The first yellow card for Drew Mitchell was clearly wrong and the IRB obviously weren’t impressed with the work of the assistant referee that made that call as he’s been demoted for this week’s game. I don’t understand how Kaplan wasn’t also demoted because his call of a shoulder charge by Franks was also wrong. I think in the context of what had occurred in the game and the warning Joubert gave both captains, the second yellow card to Mitchell was justified and basic errors like that have to be eliminated.
The Wallabies started with the ball 29 times compared to the All Blacks with 37. However the Wallabies held the ball for 128 phases compared to 114 for the All Blacks. The ball in hand strategy was clear with only six kicks by the Wallabies and 9 by the All Blacks.
The Wallabies held their own at the breakdown retaining 96% of their ball compared to 94% for the All Blacks. David Pocock was superb and his work rate was incredible. Richard Brown also did a lot of work and I didn’t think he had a bad game. Rocky was a little quiet as was Ma’afu. The rest of the pack were good.
The basic things that have to be fixed if the Wallabies are to be competitive this week are clearly re-starts and defence.
The Wallabies only regained possession once from the seven kickoffs by the All Blacks. Five of those six kickoffs the Wallabies lost came immediately after the Wallabies had gained some momentum by scoring points but the momentum was quickly reversed by not securing the ball from the kickoff.
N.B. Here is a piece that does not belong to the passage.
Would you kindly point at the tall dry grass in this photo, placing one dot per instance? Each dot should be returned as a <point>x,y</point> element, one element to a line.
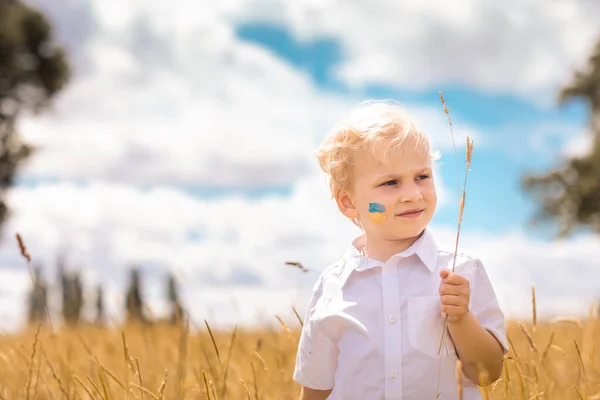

The Wallabies defence lacked the intensity of the week before against the Springboks – only 17% of tackles were dominant compared to 23% the week before and the successful tackle percentage was also down at 82% compared to 87% against the Springboks. The backs were responsible for 18 of the 30 missed tackles with Berrick Barnes and Adam Ashley-Cooper both missing four each. Rocky didn’t have a great game in defence and the Wallabies need more from him in this area.
|1st Half||2nd Half||Match||%|
|Tackles – Dominant||17||7||24||17%|
|Tackles – Completed||66||51||117||83%|
Ball retention was much better this week with only 28% of possession given up compared to 54% against the Sprinboks and 41% given up by the All Blacks in this match.
|1st Half||2nd Half||Match|
|Times in Possession||13||16||29|
|Possession Lost – Breakdown||3||1||4|
|Possession Lost – Other||1||3||4|
|Total Possession Lost||4||4||8|
|Possession Lost %||31%||25%||28%|
Most of the basic errors made by the Wallabies have been seen before and that’s the main issue for me. There’s no consistent improvement with the gains in one area being offset by regression in another area each game. I’ve said plenty on this topic in other posts so no need to keep going on but this fundamental problem must be addressed by the players and the coaches.
The bounce of the ball didn’t go the way of the Wallabies but that, and refereeing blunders are part of every game. If you take the Mitchell and Franks yellow cards away I still think the All Blacks would win but it would have been much closer.